Today on my Facebook page, when I talked about going to the local rally in solidarity with the kids who had organized the March for Our Lives in DC, a friend of a friend said this to me:
“Owning a gun or buying a gun when adjudicated mentally unstable is also already a law, and I have relatives who have been shot or murdered and not once did we blame the weapon but rather the person using the weapon. The weapon, the car, the phone, the drug are neither good or bad but dependent on how the person wields it and what the person intends it for. If you want to make the inanimate object (gun) with no will of its own the evil object and worthy of banning, restriction, etc, then that same logic can apply to every object causing death or injury… thus the equivalent logic of banning/restricting phones, cars, knives, alcohol which all kill more annually than guns.”
In other words, “Guns don’t kill people, people kill people.” (Yawn.)
I tried to point out to her, but she refused to see the difference, that semi-automatic weapons have the singular ability to kill people by the dozens within minutes.
It is not only a matter of intent or how the person wields the device that causes the death.
She was stuck on the fact that cell phones are responsible for the deaths of thousands of young people every year. (This argument seems to be a popular Conservative trope.)
It is true that the Centers for Disease Control report that in the US an average of nine people a day lose their lives as a result of distracted driving, and that much distracted driving happens because of cell phone use. (The total traffic deaths versus firearm deaths were almost exactly equal in 2015.) But the cell phones don’t kill those people; vehicle wrecks kill those people.
What she is leaving out is that distracted-driving deaths are always accidental and semi-automatic-weapon deaths are always intentional. And she ignored the point that I made that there are a lot more laws regulating texting while driving than regulating purchasing semi-automatic weapons.
And let us consider DWI laws: All 50 states have them; four states (Colorado, Indiana, Kentucky, and New Hampshire) have no state laws regulating possession of firearms by people with mental illness. In those states that do restrict gun ownership by “adjudicated mentally unstable people,” there are often plenty of work-arounds. Lots of “mentally unstable” people are able to buy guns, especially since restrictions have been relaxed.
But mental illness is beside the point, because you don’t have to be mentally ill to kill people by the dozens within minutes with a semi-automatic weapon. The only way to reduce deaths by semi-automatic weapons is to reduce access to semi-automatic weapons.
We have assault and battery statutes all over our law-books. Where do you get the idea that attacking people with fists and knives isn’t legislated against?
The point is that gun laws have not caught up to the laws regarding manual weapons and cars and cell phones and drugs.
I told the woman that I can’t help the fact that no one in her family blamed the weapons for the deaths. It’s a lot harder to murder someone without a gun than with one. Why would you pretend that gun possession had nothing to do with the murder?
Schoolkids get told that the three strategies for dealing with shooters are “hide, run, and fight,” in that order. I asked my stepdaughter how a student goes about fighting a shooter. She suggested throwing a book or binder at them. The problem I see with that is that you can kill someone from a great distance with a gun a lot more easily than you can disable a shooter with a projectile filled with paper. I see the point of fighting–it’s certainly better than nothing if death is imminent–but a book hurled willy-nilly from across a chaotic classroom is a pretty pathetic match for a repeating firearm… with a sight on it.

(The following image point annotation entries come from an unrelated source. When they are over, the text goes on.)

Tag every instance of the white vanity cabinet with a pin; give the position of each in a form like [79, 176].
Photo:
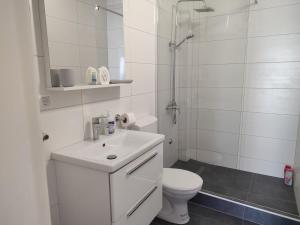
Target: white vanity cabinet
[131, 195]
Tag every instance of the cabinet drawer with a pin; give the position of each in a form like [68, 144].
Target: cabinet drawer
[129, 184]
[145, 210]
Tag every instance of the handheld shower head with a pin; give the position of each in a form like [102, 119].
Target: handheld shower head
[206, 9]
[190, 36]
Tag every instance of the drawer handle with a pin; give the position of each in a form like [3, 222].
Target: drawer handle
[141, 164]
[141, 201]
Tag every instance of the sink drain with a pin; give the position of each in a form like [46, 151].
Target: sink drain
[111, 157]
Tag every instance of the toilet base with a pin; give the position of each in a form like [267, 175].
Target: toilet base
[174, 210]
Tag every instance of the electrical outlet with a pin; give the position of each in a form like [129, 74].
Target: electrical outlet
[45, 100]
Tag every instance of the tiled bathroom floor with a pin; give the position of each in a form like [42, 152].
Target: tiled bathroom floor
[258, 189]
[203, 216]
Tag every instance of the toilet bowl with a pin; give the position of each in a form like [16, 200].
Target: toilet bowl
[179, 186]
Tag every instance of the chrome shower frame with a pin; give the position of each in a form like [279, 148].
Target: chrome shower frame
[173, 107]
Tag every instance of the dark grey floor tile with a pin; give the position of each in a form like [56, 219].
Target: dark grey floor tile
[249, 223]
[218, 204]
[190, 165]
[232, 193]
[273, 203]
[265, 218]
[242, 186]
[272, 187]
[206, 217]
[227, 181]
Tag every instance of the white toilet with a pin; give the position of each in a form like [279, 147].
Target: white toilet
[179, 186]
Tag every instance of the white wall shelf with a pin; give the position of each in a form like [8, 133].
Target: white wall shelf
[83, 87]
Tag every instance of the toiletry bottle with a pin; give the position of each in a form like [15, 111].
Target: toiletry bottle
[111, 123]
[103, 125]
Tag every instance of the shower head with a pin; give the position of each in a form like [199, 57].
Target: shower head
[206, 9]
[185, 39]
[189, 36]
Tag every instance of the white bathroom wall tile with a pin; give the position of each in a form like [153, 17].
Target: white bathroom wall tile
[96, 57]
[51, 180]
[164, 25]
[184, 76]
[226, 7]
[270, 149]
[36, 27]
[142, 9]
[142, 47]
[164, 56]
[87, 36]
[62, 31]
[144, 105]
[270, 125]
[274, 21]
[54, 211]
[262, 167]
[280, 101]
[199, 29]
[230, 75]
[217, 158]
[125, 90]
[115, 56]
[62, 9]
[103, 94]
[86, 14]
[218, 141]
[263, 4]
[219, 120]
[220, 98]
[183, 118]
[193, 154]
[222, 52]
[193, 118]
[64, 126]
[164, 99]
[114, 22]
[194, 98]
[273, 75]
[115, 38]
[163, 77]
[274, 48]
[63, 54]
[227, 26]
[182, 139]
[143, 76]
[166, 5]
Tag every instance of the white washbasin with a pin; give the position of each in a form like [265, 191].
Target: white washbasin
[124, 144]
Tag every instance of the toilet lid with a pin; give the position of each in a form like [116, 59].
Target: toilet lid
[181, 180]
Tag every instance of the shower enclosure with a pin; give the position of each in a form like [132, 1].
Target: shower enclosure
[228, 95]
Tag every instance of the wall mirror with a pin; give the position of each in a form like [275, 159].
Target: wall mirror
[79, 34]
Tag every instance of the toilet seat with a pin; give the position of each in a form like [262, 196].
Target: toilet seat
[179, 181]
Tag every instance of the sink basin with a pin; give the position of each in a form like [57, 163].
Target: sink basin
[111, 152]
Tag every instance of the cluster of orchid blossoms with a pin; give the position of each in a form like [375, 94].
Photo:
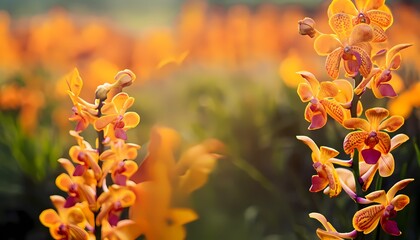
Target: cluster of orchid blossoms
[110, 196]
[357, 46]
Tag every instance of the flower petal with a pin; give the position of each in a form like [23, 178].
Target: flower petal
[367, 218]
[354, 140]
[376, 115]
[305, 92]
[332, 63]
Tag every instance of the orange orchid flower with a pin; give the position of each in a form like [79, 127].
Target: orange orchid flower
[323, 162]
[324, 98]
[66, 223]
[371, 140]
[385, 165]
[372, 12]
[366, 219]
[330, 233]
[350, 44]
[115, 119]
[379, 80]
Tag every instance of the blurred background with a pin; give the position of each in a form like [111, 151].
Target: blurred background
[215, 68]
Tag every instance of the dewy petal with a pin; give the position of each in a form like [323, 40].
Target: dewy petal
[386, 165]
[357, 123]
[398, 186]
[354, 140]
[376, 115]
[332, 63]
[392, 124]
[367, 218]
[379, 17]
[361, 33]
[342, 6]
[131, 120]
[325, 44]
[311, 144]
[327, 90]
[341, 24]
[390, 227]
[305, 92]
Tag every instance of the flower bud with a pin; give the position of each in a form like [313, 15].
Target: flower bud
[307, 27]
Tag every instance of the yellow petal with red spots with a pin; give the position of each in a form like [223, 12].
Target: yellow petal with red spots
[380, 18]
[304, 91]
[332, 63]
[398, 186]
[341, 24]
[324, 44]
[376, 115]
[366, 219]
[400, 201]
[342, 6]
[354, 140]
[63, 182]
[392, 124]
[357, 123]
[131, 120]
[49, 217]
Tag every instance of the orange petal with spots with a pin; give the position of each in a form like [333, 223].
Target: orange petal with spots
[332, 63]
[324, 44]
[354, 140]
[366, 219]
[305, 92]
[376, 115]
[400, 201]
[380, 18]
[342, 6]
[357, 123]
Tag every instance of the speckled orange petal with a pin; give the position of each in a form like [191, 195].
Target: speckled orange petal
[400, 201]
[398, 186]
[49, 217]
[366, 219]
[392, 124]
[357, 123]
[341, 24]
[361, 33]
[325, 44]
[131, 120]
[304, 91]
[380, 18]
[354, 140]
[332, 63]
[342, 6]
[376, 115]
[366, 62]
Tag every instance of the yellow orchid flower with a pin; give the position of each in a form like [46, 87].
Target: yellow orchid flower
[371, 140]
[330, 233]
[323, 162]
[372, 12]
[366, 219]
[324, 98]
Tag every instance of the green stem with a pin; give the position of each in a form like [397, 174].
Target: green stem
[99, 190]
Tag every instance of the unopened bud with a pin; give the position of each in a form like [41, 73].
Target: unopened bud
[125, 78]
[307, 27]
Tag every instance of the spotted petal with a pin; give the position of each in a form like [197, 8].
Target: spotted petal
[366, 219]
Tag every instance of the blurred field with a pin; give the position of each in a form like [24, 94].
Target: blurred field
[223, 69]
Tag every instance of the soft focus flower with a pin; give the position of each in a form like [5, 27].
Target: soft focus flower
[367, 218]
[330, 233]
[350, 44]
[324, 98]
[374, 13]
[323, 159]
[371, 140]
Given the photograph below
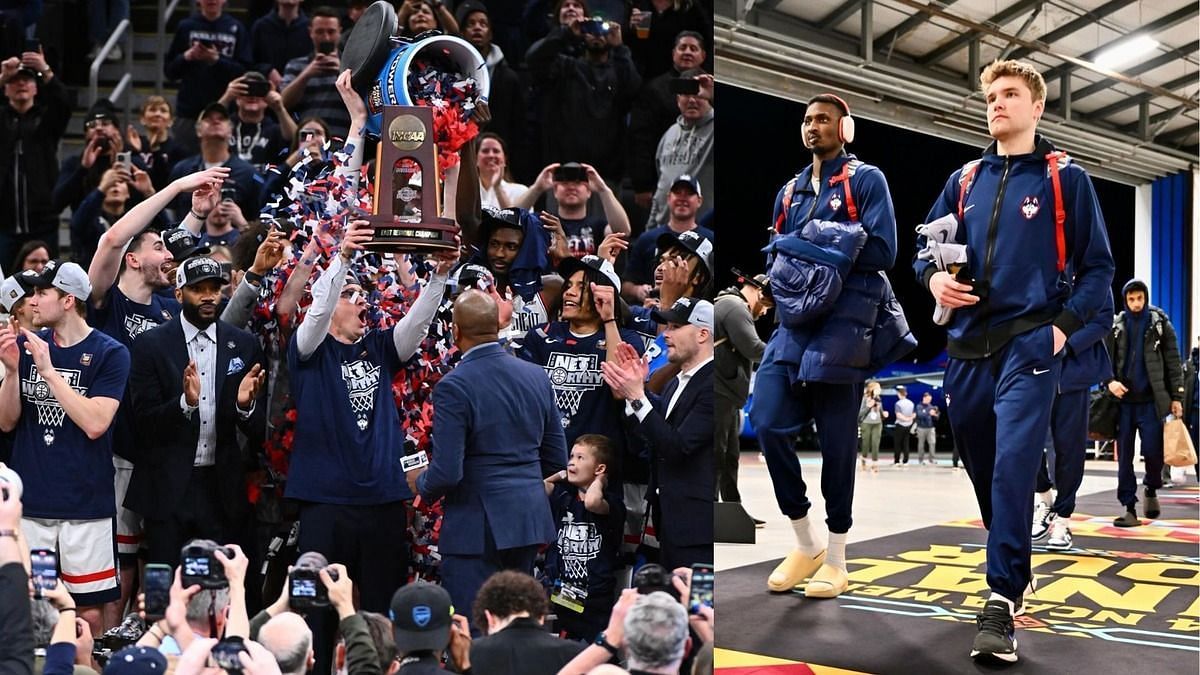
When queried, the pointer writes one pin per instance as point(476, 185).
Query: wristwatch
point(603, 641)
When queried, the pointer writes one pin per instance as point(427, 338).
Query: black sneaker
point(1152, 508)
point(995, 638)
point(1128, 520)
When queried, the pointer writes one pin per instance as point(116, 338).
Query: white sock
point(835, 555)
point(1003, 599)
point(805, 538)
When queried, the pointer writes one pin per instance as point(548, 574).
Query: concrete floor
point(892, 501)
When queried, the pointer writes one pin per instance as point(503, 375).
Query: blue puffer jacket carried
point(810, 269)
point(1087, 360)
point(1008, 225)
point(867, 328)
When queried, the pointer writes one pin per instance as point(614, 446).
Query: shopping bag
point(1177, 448)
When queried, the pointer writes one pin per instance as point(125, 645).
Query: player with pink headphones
point(816, 371)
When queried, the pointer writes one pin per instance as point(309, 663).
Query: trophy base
point(430, 236)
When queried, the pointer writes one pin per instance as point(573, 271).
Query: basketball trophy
point(389, 73)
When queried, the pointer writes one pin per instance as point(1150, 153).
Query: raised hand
point(251, 384)
point(604, 299)
point(191, 384)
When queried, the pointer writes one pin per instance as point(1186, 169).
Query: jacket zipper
point(991, 240)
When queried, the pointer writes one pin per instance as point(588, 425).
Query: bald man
point(496, 436)
point(289, 640)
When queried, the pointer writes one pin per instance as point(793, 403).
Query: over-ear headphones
point(846, 124)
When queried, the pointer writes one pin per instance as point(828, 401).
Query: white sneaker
point(1060, 535)
point(1042, 517)
point(1019, 609)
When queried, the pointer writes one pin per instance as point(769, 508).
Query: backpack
point(1054, 162)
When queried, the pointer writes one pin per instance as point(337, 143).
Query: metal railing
point(165, 11)
point(125, 85)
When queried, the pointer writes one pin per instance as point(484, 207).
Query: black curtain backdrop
point(759, 149)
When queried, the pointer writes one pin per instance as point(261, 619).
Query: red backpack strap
point(965, 177)
point(1060, 214)
point(787, 204)
point(843, 177)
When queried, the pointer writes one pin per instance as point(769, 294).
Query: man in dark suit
point(510, 609)
point(497, 435)
point(195, 381)
point(678, 429)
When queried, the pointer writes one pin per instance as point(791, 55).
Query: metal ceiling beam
point(1105, 84)
point(841, 13)
point(1086, 19)
point(957, 43)
point(907, 25)
point(1162, 23)
point(1185, 81)
point(1045, 49)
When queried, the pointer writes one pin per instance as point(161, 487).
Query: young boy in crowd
point(581, 567)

The woman kept insisting that she was applying the same logic to other instruments of death that I was applying to guns, but she was disregarding the fact that some of the instruments were causes of accidental deaths and the fact that none of the items she cited were weapons of mass destruction.
Of course people kill people… sometimes. (Natural disasters often kill more people than people do.) But when people kill people with guns, it was always the gun that did it. It’s a magnificent shortcut when you have mayhem on your mind.